Columbia College Chicago (UNITED STATES)
The role of community-based outreach teaching has grown as a necessary supplement for the decay in public education. From my own twenty-plus years of experience in this discipline, I have seen the outcomes and impact of outreach teaching on otherwise under-performing students. The positive result of outreach programs has been documented through studies; some of this information will be presented in this proposed paper.

Additionally, using anecdotal references to curriculum I have designed and implemented, and research, I will address the following:
• A good partnership makes for an excellent collaboration, but where to begin?
• Creating a pedagogical approach to outreach teaching that respects the partnership while remaining student-centered
• What happens when the dream on paper doesn’t match the challenges of teaching? Modifying your approach to suit the needs of your students
• Methods of program assessment

Good partnerships for outreach initiatives are working relationships that generally share these common values: a mission statement with similar goals, a well-articulated purpose, and mutual respect. The mission of any organization, no matter the size, is a manifesto that reveals its heart. Commonalities in mission statements among organizations considering partnering is no less important than finding a potential mate on the dating circuit who “gets you” because of shared values. This brings to mind one meeting experience I had as Coordinator of Outreach Programs for the Creative Writing Department at Columbia College Chicago. I was attending a community-centered activity organized to introduce College department representatives to community organization heads who were prospecting for outreach partnerships. A form of “speed-dating” was the methodology used to determine potential successes; timed conversations were had between representing agents to discuss their respective ideals, goals, etc. What began as a brief conversation between myself and Music Theatre Workshop resulted in the program “Teens Together”; the curriculum fused writing exercises and theatre performance to serve underprivileged teenagers. The self-select program ran for 11 years.

During its many cycles, Teens Together was modified for various reasons. In some instances, programmatic changes were required because of the population of youth participants, or the strengths, weaknesses and training of the teachers assigned in a given year. It is critical to revisit the program’s goals and outcomes, periodically, and determine how to address needed changes with a cautiousness that will respect the program’s purpose. This is not always an easy navigation. This paper will articulate important considerations, depending upon the nature of the changes being instituted.

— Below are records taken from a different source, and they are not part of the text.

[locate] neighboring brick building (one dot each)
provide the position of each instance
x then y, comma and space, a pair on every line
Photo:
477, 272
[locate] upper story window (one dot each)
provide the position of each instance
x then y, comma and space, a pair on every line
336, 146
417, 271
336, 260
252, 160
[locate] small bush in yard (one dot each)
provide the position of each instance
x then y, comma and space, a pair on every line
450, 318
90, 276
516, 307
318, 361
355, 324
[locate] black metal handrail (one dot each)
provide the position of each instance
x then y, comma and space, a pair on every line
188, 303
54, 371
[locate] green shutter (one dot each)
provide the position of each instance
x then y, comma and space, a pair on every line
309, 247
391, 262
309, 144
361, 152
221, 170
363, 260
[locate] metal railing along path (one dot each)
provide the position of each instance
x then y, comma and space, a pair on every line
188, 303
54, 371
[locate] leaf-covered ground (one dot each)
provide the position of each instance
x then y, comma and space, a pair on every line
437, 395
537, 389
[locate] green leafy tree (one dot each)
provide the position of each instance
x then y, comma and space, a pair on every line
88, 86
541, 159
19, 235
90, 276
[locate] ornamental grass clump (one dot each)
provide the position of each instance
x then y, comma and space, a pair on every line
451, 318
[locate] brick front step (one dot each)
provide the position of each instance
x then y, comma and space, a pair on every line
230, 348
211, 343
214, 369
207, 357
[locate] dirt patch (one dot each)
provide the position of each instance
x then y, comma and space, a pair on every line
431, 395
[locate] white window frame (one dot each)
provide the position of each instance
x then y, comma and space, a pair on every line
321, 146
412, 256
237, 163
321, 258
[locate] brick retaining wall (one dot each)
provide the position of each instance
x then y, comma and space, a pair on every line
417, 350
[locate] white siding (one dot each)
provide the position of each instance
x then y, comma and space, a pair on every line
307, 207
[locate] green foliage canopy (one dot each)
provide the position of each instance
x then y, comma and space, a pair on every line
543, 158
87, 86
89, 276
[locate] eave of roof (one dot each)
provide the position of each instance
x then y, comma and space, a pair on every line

Assessment tools are essential to determine what’s effectively working in an outreach program, and what isn’t. There are many options available to collect this data. One approach is the striking comparative of evaluations administered to participants at the beginning of the program with those given at its completion. This can serve as a narrative that speaks to many aspects of the program, but most pointedly, it can sometimes evidence to organizers the extent to which goals and objectives are being met.
Upon conclusion of this proposed paper, readers will be armed with information for an effective collaboration, and recommended sources to assist in program viability.